There can be no more “Gilad Shalit deals,” in which Hamas returned one live soldier in 2011 for 1,027 terrorists, he wrote, especially since “we’re still paying the price for him, in blood.”

Last May, in response to a freedom-of-information request by the Betzalmo organization, the IDF listed 10 murders committed by those freed in the deal, with about 100 being in jail again for re-engaging in terrorism.

Citing the game theory for which he won the 2005 prize in Economic Sciences, Aumann wrote, “Tomorrow and the next day give us an incentive for current behavior.

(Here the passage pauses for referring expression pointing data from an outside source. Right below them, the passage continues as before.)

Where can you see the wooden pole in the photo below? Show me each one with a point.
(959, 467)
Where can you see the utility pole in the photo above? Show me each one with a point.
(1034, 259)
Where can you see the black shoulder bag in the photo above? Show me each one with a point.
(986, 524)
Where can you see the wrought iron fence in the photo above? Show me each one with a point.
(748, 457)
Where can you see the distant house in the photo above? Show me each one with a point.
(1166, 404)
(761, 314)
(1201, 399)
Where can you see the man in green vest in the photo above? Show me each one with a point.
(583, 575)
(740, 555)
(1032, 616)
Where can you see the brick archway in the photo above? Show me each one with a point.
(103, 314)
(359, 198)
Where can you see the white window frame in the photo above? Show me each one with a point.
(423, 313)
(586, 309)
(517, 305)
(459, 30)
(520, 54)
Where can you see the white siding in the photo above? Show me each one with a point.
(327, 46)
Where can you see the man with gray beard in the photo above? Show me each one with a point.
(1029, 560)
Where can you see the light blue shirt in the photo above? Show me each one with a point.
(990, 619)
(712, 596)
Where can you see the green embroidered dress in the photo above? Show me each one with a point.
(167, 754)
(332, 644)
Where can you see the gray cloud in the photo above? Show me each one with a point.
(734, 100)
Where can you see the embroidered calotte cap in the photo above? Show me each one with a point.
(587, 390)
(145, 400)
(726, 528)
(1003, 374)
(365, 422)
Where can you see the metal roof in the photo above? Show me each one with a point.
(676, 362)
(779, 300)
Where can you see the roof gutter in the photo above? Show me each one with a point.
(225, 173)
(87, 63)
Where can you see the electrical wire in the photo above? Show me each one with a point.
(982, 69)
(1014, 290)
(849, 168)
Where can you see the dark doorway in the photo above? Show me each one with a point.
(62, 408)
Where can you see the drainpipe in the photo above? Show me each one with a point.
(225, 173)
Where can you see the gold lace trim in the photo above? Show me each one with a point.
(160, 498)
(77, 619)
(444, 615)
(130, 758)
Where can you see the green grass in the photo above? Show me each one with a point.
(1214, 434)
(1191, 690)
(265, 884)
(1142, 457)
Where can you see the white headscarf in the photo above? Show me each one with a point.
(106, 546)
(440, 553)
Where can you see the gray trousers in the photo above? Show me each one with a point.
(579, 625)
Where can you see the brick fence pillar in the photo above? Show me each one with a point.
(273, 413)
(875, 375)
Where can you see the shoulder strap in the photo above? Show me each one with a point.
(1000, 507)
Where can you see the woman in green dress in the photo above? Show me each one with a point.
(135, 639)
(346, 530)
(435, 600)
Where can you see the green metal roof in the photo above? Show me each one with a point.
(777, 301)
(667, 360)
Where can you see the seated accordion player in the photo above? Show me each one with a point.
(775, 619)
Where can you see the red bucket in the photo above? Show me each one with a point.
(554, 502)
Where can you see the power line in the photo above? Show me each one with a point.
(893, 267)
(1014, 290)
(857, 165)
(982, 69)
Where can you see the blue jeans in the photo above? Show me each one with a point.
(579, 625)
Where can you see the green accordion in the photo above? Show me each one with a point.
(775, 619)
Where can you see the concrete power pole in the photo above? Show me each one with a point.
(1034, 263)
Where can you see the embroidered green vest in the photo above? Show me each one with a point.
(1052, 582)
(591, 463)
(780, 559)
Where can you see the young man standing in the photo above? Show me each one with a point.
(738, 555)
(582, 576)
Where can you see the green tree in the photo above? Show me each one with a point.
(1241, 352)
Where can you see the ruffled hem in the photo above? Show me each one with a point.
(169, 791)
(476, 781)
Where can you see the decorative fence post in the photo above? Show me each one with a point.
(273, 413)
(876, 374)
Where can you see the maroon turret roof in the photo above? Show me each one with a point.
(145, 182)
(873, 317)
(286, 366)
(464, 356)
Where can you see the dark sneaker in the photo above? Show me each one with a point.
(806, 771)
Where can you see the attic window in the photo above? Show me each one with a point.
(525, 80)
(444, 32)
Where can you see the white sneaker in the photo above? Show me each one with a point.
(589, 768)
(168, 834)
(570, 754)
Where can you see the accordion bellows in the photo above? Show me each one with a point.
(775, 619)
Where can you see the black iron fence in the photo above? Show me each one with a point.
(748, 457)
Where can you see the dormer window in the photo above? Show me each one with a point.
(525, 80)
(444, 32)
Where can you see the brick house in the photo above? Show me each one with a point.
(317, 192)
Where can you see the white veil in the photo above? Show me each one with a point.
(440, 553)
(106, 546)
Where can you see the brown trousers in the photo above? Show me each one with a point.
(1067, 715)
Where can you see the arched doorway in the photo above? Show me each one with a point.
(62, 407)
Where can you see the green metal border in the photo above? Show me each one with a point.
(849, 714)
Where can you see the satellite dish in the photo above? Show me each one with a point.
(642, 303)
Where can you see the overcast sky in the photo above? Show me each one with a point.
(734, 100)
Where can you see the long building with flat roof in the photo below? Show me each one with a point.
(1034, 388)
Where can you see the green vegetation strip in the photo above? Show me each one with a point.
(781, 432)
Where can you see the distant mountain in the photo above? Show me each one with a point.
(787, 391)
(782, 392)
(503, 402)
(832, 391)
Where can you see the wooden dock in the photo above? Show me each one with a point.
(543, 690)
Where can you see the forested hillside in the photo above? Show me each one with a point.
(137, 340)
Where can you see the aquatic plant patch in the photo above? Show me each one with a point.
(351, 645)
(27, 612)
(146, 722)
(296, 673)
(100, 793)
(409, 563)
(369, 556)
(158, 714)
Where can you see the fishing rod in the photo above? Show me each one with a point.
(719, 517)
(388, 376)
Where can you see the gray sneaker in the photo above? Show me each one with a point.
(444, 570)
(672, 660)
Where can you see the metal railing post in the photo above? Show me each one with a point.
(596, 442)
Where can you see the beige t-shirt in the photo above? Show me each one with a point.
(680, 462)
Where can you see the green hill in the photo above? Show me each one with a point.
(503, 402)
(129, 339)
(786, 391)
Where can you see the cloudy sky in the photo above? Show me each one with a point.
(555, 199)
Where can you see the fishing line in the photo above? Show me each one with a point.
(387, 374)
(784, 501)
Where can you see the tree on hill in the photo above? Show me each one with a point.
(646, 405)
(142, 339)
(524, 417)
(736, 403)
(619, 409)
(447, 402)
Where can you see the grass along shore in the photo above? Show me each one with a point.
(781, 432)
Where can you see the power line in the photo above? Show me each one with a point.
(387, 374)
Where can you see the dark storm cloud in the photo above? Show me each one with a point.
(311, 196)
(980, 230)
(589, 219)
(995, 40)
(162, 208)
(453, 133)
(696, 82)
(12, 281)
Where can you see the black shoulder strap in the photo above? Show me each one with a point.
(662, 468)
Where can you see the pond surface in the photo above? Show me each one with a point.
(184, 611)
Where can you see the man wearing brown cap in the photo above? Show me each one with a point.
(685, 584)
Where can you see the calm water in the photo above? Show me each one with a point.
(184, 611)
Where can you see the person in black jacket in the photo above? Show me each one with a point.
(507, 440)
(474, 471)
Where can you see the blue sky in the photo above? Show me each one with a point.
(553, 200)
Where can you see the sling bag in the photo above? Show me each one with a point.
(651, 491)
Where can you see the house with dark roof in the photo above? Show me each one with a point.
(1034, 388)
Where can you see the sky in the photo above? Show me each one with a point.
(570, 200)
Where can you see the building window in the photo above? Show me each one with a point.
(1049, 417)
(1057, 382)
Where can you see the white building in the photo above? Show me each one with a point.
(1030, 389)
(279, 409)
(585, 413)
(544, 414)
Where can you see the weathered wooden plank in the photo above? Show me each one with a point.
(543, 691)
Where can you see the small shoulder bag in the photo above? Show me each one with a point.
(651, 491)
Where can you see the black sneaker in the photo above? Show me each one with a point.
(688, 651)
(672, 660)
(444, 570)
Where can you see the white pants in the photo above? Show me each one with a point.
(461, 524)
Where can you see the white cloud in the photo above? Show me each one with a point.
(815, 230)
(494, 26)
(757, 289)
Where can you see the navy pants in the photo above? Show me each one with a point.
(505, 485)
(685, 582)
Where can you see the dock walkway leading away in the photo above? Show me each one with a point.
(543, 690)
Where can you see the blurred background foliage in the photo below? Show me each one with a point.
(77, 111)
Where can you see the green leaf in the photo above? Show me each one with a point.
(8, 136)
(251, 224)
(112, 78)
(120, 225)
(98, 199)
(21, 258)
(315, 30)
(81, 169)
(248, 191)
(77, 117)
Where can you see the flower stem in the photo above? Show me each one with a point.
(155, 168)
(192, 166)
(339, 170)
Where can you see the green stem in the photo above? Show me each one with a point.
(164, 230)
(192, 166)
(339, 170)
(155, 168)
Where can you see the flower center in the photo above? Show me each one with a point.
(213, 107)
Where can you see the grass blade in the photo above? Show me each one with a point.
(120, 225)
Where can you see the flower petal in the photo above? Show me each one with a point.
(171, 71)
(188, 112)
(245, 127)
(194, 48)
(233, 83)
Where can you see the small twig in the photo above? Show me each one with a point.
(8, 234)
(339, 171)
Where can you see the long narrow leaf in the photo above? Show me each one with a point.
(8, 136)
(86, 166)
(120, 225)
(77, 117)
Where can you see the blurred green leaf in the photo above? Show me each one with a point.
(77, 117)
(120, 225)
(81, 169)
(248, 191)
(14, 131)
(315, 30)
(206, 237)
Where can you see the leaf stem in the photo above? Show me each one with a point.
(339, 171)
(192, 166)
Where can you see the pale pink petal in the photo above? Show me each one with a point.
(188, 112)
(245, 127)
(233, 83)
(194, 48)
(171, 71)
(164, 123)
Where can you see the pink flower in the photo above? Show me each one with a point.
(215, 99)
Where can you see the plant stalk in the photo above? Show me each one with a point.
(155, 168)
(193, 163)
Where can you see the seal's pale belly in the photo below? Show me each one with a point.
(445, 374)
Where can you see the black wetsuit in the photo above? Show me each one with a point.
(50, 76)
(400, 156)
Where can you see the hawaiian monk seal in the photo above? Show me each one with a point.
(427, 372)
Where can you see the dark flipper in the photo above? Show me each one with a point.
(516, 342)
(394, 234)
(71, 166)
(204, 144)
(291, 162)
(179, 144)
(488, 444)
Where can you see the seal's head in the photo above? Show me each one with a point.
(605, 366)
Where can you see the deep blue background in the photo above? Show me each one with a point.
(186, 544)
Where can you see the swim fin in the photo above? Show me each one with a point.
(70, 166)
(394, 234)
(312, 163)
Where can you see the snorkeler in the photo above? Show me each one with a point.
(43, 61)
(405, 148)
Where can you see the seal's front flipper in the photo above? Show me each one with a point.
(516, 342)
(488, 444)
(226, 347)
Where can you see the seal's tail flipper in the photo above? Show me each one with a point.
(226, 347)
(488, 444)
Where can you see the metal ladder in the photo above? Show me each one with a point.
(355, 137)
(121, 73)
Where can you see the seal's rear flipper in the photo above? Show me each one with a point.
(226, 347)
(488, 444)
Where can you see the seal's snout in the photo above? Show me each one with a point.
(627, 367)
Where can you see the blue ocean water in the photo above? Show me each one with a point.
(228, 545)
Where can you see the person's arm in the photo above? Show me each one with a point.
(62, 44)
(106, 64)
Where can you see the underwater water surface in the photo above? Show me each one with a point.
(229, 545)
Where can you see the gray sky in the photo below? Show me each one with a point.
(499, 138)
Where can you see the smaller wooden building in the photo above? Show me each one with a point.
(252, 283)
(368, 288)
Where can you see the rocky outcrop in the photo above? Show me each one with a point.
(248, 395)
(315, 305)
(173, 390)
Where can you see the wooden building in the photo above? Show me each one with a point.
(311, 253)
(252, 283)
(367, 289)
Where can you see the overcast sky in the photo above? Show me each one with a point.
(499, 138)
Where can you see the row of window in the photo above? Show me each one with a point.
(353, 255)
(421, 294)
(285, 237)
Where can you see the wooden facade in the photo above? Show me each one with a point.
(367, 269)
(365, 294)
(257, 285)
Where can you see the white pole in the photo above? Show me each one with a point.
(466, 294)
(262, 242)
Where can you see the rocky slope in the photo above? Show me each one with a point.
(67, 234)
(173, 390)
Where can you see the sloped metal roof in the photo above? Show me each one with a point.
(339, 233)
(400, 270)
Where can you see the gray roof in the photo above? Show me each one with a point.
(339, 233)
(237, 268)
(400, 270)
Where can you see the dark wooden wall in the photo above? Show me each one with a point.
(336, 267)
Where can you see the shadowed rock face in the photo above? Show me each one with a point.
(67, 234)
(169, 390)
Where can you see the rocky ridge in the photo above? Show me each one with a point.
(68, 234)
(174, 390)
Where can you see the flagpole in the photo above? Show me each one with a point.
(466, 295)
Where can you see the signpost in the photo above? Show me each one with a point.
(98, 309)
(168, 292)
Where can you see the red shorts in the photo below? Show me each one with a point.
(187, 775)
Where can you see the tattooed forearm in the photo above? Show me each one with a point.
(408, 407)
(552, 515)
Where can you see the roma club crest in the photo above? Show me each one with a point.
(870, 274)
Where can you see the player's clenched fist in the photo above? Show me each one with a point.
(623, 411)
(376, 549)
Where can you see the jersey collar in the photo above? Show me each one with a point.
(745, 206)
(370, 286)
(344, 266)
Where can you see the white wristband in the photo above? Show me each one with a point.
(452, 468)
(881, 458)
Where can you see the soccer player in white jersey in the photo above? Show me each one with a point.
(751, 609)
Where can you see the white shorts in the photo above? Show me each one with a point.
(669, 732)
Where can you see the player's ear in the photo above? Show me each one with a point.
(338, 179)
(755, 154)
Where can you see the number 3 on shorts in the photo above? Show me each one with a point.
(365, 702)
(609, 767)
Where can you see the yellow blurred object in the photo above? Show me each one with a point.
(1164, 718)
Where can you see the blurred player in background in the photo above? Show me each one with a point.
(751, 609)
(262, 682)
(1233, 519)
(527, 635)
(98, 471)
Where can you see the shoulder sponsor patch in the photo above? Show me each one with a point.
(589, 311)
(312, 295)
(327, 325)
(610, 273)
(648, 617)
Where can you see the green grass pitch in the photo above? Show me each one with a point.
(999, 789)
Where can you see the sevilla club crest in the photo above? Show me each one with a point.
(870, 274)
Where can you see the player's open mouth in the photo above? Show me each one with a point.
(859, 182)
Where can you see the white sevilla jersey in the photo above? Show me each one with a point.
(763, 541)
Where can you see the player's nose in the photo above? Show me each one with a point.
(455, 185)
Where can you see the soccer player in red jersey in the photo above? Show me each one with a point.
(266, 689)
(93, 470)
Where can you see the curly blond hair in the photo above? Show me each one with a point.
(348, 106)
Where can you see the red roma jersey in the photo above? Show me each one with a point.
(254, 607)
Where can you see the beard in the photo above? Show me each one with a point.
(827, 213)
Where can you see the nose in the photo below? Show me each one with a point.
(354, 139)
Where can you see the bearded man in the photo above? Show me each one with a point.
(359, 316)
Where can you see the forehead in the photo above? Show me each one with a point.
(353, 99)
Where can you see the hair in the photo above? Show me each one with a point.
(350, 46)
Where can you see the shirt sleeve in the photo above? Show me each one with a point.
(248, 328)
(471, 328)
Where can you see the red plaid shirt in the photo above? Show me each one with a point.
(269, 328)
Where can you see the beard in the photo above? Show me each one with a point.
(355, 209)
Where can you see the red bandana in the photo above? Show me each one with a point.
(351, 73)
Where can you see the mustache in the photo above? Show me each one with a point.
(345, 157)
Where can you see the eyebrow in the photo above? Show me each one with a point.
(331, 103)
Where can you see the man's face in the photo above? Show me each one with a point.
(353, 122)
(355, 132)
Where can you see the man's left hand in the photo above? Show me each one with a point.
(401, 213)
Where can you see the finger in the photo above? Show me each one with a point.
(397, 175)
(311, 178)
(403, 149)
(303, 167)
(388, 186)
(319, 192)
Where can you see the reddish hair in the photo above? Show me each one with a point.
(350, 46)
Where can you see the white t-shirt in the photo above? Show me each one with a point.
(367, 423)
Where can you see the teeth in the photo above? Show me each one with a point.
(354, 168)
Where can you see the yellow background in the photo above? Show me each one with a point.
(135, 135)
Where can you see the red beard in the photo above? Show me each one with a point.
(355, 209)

Based on past data, we know what tomorrow and the next day will look like after a terrorist-release deal: The Israelis who will be murdered by those liberated terrorists, the headwind for terrorist organizations and our enemies around us to kidnap soldiers and civilians. All of these should already give our leaders a very significant incentive: to refuse such a deal overwhelmingly.”

“If you give the enemy a positive incentive to do something – he’ll do it, and will try with all his might to kill and kidnap,” he wrote.

Aumann added that ancient Jewish law cited the same principles, quoting from the Talmud that it is forbidden to redeem prisoners “for more than their value, because of the good order of the world, so that enemies will not run to capture more people [for ransom].”

Hamas is demanding the return of the dozens of prisoners who were rearrested after the Shalit deal. They also want the release of a few hundred female, older and sick Palestinian prisoners.

Institute for National Security Studies researchers Yohanan Tzoreff and Kobi Michael wrote in a paper three weeks ago that the relatively “low” price Hamas is asking is linked to the coronavirus crisis.

The terror organization that holds the Gaza Strip in its iron grip “is fully aware of its total dependence on Israeli assistance, which it believes would be the only source for the help required in the event of a widespread outbreak,” they wrote.

The leaders also want to “prove its governance capacity, and also demonstrate that it is a valid alternative to Fatah and the Palestinian Authority.”

The Goldin family has reacted to the news of indirect negotiations by saying, “To miss the opportunity now would be a national irresponsibility.”

In contrast, Almagor Terror Victims Association head Dr. Aryeh Bachrach called such a deal a “surrender to terror” and said that the state should instead “use the many forms of leverage in its hands against” Hamas.

Almagor activist Ron Kehrmann wrote a letter last week to Germany’s ambassador to Israel denouncing that country’s involvement in the negotiations. Germany was also involved in facilitating the Shalit deal.